As you will recall from the last blog, I spent the weekend with an old friend of mine. I went into detail about the friend, but not the events of the weekend. So here we go, day one.
It started at the airport. We met, hugs were exchanged, we were walking back to my car and she had a card and pressie for me (she's so lovely and generous), we loaded up the car and we were on our way. Or so I thought. Until we got to the gates and..
"I hope you got the ticket"
"What ticket? Was I supposed to get that?"
"Yes you were, don't tell me you didn't get it"
Well, you can see where this is going.
I checked my pockets, I checked my wallet, I was freaking out. I kept checking everything and she told me she didn't remember me grabbing it. I didn't remember grabbing it either. Damn.
So I put the car in reverse and we parked in the bays nearby and walked back into the carpark facilities trying to work out what we were going to do next. She came up with the idea of just running back to the entrance, grabbing a ticket and we'd be on our way. Good in theory, in practice it failed. She ran over and hit the ticket button and was told "No ticket without a vehicle"
So plan A failed.
We went to the customer service desk for assistance and she paid for another ticket. She gave it to me and told me not to lose this one. I put the ticket in my pocket, and as I did, I felt something familiar. Something not disimilar to what was in my hand. That's right ladies and gentlemen.. it was the first ticket. Can I make a lasting first impression or what?
From there we travelled back up the road to my place so she could unload her bags. About 40 minutes into the hour long trip she began asking questions about my plans for the future, and would they include living in the city. Apparently she doesn't appreciate long car rides or trees and paddocks.
After unloading the bags, we turned the car around and went back to the city. More trees, more paddocks.

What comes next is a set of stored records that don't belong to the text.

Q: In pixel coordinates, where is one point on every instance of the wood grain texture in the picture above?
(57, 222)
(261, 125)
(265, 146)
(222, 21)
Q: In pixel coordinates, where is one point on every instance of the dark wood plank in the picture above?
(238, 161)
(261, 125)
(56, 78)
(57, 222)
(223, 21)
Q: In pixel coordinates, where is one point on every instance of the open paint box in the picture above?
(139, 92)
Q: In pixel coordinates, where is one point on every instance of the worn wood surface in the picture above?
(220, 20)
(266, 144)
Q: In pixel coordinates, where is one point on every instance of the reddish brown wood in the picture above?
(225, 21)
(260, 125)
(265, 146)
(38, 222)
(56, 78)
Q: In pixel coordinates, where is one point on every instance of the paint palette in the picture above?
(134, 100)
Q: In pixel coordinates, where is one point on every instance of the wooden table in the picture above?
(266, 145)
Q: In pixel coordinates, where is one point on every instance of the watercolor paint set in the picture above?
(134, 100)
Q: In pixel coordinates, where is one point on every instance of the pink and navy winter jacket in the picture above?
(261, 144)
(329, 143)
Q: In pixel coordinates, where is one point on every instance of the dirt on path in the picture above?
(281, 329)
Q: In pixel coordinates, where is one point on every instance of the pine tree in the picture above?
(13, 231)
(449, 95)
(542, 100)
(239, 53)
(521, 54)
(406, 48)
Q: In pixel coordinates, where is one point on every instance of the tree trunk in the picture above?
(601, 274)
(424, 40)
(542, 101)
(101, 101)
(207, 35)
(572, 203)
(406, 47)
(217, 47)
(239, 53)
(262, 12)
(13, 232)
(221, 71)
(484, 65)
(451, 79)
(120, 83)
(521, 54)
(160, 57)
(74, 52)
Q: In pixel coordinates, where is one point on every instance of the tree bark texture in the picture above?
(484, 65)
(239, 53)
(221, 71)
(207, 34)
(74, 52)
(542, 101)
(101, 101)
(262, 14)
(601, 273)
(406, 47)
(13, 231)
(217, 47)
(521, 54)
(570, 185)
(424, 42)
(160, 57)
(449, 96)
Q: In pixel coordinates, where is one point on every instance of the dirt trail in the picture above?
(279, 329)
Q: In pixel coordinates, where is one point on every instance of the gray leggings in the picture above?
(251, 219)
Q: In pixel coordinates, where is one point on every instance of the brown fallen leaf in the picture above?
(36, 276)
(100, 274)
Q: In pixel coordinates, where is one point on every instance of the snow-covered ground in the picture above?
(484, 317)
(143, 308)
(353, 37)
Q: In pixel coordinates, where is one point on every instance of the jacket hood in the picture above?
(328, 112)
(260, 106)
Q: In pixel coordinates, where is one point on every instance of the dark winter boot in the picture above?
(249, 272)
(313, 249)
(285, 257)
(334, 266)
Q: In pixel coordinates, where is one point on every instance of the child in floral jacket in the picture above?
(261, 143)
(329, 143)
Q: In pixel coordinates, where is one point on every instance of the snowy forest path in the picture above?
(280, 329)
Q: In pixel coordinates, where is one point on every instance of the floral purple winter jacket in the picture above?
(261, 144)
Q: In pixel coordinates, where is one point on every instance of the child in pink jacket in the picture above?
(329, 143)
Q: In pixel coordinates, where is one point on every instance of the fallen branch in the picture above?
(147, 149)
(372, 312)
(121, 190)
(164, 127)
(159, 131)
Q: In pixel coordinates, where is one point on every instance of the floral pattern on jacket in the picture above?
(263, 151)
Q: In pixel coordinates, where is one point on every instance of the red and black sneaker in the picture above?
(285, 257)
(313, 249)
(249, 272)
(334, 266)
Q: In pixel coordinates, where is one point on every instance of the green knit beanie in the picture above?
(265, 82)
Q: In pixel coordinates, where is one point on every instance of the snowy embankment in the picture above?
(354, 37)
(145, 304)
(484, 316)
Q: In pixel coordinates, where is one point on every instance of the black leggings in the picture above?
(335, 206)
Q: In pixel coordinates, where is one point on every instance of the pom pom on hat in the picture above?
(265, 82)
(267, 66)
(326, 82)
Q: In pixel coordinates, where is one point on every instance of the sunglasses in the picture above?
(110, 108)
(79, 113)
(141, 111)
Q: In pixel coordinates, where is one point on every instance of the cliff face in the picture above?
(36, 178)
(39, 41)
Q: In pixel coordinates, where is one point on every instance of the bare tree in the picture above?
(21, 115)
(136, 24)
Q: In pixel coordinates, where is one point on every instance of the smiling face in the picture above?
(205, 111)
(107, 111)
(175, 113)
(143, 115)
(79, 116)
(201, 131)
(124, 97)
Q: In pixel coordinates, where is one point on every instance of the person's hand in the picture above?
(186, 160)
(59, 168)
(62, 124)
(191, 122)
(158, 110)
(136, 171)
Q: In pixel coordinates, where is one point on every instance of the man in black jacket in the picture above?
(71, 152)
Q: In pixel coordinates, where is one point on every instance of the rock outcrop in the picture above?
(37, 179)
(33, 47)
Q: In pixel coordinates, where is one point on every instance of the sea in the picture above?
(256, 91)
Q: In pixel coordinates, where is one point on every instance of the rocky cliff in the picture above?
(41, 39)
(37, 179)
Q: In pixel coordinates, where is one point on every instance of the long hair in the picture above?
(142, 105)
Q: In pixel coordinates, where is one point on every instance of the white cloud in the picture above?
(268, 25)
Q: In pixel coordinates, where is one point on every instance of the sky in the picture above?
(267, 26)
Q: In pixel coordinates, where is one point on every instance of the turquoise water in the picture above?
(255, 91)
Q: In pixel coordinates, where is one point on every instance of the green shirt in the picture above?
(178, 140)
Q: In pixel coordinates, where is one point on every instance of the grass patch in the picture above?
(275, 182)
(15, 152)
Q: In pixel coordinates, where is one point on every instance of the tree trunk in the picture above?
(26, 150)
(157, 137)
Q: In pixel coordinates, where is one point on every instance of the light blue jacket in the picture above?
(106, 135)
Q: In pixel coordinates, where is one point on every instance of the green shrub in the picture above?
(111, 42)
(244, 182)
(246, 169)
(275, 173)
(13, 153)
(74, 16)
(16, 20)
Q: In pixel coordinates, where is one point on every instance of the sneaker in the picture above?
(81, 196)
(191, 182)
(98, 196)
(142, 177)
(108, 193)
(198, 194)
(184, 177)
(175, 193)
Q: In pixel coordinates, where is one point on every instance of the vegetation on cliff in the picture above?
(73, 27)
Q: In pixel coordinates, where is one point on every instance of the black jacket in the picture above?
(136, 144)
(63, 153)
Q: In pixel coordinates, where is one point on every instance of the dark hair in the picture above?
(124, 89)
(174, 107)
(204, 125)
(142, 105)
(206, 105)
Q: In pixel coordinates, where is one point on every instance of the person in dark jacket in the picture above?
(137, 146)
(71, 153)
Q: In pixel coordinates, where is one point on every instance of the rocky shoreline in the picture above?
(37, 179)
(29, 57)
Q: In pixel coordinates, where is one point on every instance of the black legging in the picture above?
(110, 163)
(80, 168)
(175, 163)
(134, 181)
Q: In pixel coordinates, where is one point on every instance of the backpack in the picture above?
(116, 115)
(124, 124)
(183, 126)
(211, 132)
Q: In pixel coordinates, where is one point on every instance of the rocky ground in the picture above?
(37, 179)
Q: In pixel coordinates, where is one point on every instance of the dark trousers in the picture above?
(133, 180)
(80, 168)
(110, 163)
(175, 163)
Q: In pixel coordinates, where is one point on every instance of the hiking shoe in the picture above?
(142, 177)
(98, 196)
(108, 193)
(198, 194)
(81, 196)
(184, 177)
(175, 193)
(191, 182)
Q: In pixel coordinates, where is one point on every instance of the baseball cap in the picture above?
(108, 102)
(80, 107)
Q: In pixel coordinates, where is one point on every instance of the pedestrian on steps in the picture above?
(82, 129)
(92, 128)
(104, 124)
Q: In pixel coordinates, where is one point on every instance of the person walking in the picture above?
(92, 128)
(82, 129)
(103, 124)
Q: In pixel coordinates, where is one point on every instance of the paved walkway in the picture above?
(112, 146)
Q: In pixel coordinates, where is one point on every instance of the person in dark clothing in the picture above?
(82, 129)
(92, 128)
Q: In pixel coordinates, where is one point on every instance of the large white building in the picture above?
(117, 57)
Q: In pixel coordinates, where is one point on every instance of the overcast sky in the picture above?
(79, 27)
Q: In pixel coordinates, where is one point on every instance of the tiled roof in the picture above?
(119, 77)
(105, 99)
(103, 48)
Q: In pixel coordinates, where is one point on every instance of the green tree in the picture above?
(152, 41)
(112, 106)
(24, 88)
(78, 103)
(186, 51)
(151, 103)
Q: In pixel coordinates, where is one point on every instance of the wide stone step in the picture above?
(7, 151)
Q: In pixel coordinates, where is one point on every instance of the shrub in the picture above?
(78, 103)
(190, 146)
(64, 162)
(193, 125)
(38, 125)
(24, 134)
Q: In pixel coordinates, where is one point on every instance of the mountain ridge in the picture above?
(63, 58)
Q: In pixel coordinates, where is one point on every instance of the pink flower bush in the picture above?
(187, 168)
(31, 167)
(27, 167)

When we got there I hadn't really planned what to do next (I'm such a bad tour guide, if there's a next time I'll be better) so we just wandered the streets aimlessley.
Whilst doing so, we saw through the window of a station wagon what looked to be several boxes of "Fresh bidet wipes". There was at least one box of the suckers anyway. It amused us both greatly.

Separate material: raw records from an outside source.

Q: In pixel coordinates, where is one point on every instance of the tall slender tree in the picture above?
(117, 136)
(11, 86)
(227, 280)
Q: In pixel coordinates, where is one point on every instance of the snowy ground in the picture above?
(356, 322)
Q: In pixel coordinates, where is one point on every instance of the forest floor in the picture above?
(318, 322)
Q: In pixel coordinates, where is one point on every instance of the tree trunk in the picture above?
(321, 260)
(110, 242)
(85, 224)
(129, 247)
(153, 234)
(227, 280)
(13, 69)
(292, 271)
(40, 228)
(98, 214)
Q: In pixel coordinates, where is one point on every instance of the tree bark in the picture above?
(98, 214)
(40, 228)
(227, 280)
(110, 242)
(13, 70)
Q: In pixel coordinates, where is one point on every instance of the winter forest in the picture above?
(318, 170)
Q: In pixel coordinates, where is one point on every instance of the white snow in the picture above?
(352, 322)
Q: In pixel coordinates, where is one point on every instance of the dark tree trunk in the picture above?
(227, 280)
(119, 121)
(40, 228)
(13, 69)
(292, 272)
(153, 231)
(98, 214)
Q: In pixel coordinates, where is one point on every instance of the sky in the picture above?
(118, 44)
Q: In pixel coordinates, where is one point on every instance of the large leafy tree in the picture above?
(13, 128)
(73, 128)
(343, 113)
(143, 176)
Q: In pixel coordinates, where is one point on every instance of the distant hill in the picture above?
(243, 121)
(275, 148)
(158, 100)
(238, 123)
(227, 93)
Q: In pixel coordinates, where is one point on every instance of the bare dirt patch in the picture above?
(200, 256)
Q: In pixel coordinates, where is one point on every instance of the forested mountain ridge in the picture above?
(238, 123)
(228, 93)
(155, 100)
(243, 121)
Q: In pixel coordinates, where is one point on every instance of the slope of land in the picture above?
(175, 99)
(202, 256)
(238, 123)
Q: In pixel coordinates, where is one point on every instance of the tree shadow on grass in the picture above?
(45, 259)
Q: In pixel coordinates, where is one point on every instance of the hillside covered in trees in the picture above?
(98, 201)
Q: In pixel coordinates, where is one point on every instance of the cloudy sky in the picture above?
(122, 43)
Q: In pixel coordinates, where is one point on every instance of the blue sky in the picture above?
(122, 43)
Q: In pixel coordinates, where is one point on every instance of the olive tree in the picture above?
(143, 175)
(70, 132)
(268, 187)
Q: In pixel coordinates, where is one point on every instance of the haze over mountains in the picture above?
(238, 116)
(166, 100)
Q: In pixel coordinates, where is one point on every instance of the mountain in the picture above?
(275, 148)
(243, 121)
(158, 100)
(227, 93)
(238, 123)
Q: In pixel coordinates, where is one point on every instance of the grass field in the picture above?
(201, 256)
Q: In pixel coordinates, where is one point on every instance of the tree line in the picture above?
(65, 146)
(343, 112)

We went up the Rialto (the tallest building in the city) and had a look around. I looked through the binoculars and noticed some action a few blocks away. Note to self- make that our next stop.
And our next stop it was. There was a street performer there who was rather entertaining. He had exceptional coordination. His final trick however was a beauty.
He pulled out a 10 foot high unicycle and was going to juggle knives on it, and kick a plastic goldfish into the bowl on his head. He would of course, need help for this trick.
He pointed out a "volunteer" from the audience to hold the unicycle in place for him. He went on and did a few other tricks, checked that our "volunteer" had a decent grip on the unicycle and decided it was unsafe. Enter "volunteer" number two to hold the other side.
But these two volunteers were not enough. No, he would need one more. I have a psychic moment, and I know what's about to happen. He points at me.
"You sir, you look non threatening, come over here and give me a hand"
My role in the masterpiece was to stand with a hand on each of the first two volunteers shoulders, facing away from the action, and pray that he knew he was doing.
I could hear him playing with his knives behind me, and I was trying to work out what was about to happen, and thinking to myself "I am going to stuff this up and the four of us are going to end up with broken bones"
After a period, he announced it was now time to start the finale. He asked the audience to clap each time he took a step. This only built up the fear inside me.
Where is he?
What's going on?
I see him out of the corner of my eye
Ok, he's running in front of me
If he stays out there I'm safe
Oh no, he's heading back around the other side
If he tries to use me as a stepping stone, we're all in trouble
He's behind me now
I know, I'll scan the audience to try and gauge what he's doing from their faces
Oh, a girl sticking her tongue out at me, lovely
"Jesus christ!" I heard him scream as he landed on my back with his hands around my face.
"He didn't look this big in the catalogue"
With the assitance of another audience member, he was able to climb up my back and onto his unicycle. The feat was, eventually, a success.
From there we went to the aquarium and had a look around, which was quite interesting, but nothing too exciting happened there (except she got quite a fright.. hehe..)
We then travelled on back to my place, and on the way we acutally saw the end of a rainbow. A new experience for both of us, but there was no pot of gold.
And that, dear readers, concludes day one of the weekend.